Accessibility Checker uses automated scanning to help you to identify if common accessibility issues are present on your website. Automated tools are great for catching some accessibility issues and are a critical part of achieving and maintaining an accessible website. However, not all accessibility problems can be identified by an automated scanner.
As noted here and further explained in our help article explaining how to manually test your website for accessibility, accessibility testing by a human is essential because automated tests alone won’t find everything.
Items That Cannot Be Checked for Automatically
Despite what other accessibility scanners or toolbars might tell you, there is no way for any automated tool or plugin to ensure your website is fully accessible. Even with so-called AI, there is no credible evidence to suggest any automated solution has more than ~40% coverage of the Web Content Accessibility Guidelines.
Examples of accessibility issues that require a human testing component:
- Determining if an image provides unique value to the content on the page or is redundant/decorative based on the surrounding text.
- Whether or not the way the interface or content reads out on a screen reader is complete, informative, and helpful to the user, without wasting their time.
- Verifying that audio descriptions capture essential visual cues and emotional subtext without interfering with critical dialogue.
- Ensuring the keyboard navigation path follows a logical human workflow based on the structure and ordering of the content and user interface.
- Validating that simplified summaries are functionally equivalent and truly reduce cognitive load without losing critical nuances in the full-length content.
- Confirming correct speaker identification in captions and the inclusion of non-speech information to ensure an equivalent experience.
- Whether a user can access helpful information consistently and in the same manner across an entire website, or across a multi-step user journey.
- And much, much more…
These are just some of the items that cannot be tested by an automated tool.

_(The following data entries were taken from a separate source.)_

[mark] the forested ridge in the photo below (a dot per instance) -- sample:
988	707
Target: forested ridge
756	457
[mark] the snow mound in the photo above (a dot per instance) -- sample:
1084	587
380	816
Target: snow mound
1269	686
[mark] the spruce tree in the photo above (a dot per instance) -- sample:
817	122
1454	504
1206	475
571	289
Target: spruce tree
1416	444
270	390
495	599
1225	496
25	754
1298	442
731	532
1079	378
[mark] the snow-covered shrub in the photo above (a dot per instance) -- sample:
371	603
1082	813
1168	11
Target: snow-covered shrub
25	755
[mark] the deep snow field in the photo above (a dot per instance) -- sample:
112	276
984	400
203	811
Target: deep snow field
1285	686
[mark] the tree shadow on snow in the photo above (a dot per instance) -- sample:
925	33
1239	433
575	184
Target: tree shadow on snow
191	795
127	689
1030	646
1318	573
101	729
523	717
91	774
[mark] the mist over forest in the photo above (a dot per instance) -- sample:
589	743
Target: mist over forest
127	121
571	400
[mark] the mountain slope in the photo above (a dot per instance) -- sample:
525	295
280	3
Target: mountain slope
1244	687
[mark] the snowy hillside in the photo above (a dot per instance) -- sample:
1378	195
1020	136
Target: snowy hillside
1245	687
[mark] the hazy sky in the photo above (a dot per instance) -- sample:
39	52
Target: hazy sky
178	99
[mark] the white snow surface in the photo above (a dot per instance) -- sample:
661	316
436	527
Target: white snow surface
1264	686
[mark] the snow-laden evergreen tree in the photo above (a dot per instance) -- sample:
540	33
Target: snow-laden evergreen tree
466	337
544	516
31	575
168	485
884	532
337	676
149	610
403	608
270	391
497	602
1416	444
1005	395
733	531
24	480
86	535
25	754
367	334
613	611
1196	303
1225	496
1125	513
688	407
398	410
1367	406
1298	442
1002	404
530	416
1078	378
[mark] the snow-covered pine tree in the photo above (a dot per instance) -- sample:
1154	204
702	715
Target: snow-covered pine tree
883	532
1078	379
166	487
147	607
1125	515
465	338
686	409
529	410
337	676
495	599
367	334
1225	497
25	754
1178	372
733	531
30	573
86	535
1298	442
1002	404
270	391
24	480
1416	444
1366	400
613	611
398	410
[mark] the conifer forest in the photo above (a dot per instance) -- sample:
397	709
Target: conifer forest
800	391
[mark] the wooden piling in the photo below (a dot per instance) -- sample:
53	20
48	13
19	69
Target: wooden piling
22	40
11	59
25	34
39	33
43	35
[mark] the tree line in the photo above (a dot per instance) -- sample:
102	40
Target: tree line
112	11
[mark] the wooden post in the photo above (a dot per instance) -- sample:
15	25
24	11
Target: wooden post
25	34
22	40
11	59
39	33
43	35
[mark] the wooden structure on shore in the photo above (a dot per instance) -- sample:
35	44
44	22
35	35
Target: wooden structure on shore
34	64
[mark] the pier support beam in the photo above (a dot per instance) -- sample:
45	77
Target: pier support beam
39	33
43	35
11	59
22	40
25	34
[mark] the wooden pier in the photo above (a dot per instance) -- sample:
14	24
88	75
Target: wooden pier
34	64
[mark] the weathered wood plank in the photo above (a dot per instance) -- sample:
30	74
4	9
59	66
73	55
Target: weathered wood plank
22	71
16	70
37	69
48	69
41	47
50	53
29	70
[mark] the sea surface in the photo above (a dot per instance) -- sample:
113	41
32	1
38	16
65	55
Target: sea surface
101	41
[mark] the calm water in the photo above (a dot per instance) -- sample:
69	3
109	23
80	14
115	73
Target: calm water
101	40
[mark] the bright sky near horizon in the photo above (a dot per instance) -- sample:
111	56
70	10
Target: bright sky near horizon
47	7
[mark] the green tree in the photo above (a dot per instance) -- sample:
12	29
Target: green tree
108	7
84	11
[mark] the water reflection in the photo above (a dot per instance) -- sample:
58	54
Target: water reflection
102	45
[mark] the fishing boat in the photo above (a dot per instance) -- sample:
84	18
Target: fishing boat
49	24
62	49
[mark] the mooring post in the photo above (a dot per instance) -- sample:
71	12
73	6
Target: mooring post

If you review the Web Content Accessibility Guidelines (WCAG) 2.2, you’ll see many other examples of success criteria that require a human’s judgment in order to ensure that they have been met.
As much as we wish that Accessibility Checker could tell you instantly whether or not your website is fully accessible, it’s just not possible. The best we can do is tell you if any problems (errors), or items needing review (warnings) exist on the website. This is is why we say “100% Passed Checks” and not “100% Accessible.”
How to Achieve a 100% Accessible Website
True accessibility can only be achieved through a combination of automated scans and manual review, and manually fixing any identified problems either within the content editor or in your website’s code.
It’s crucial to note that no AI solution or automated tool can make your website accessible. Only you, your team, or an accessibility consultant/firm/developer can make your website accessible through real effort, conscious decision making, and fixes at the root of the problem.
If you want to make your website 100% accessible, it is possible and Accessibility Checker is a vital part of achieving and maintaining that goal. Use Accessibility Checker to test for baseline issues and strive to have every page or post on your website say “100% Passed Tests.” That, in tandem with your manual testing efforts, will get you well on the way to truly accessible website.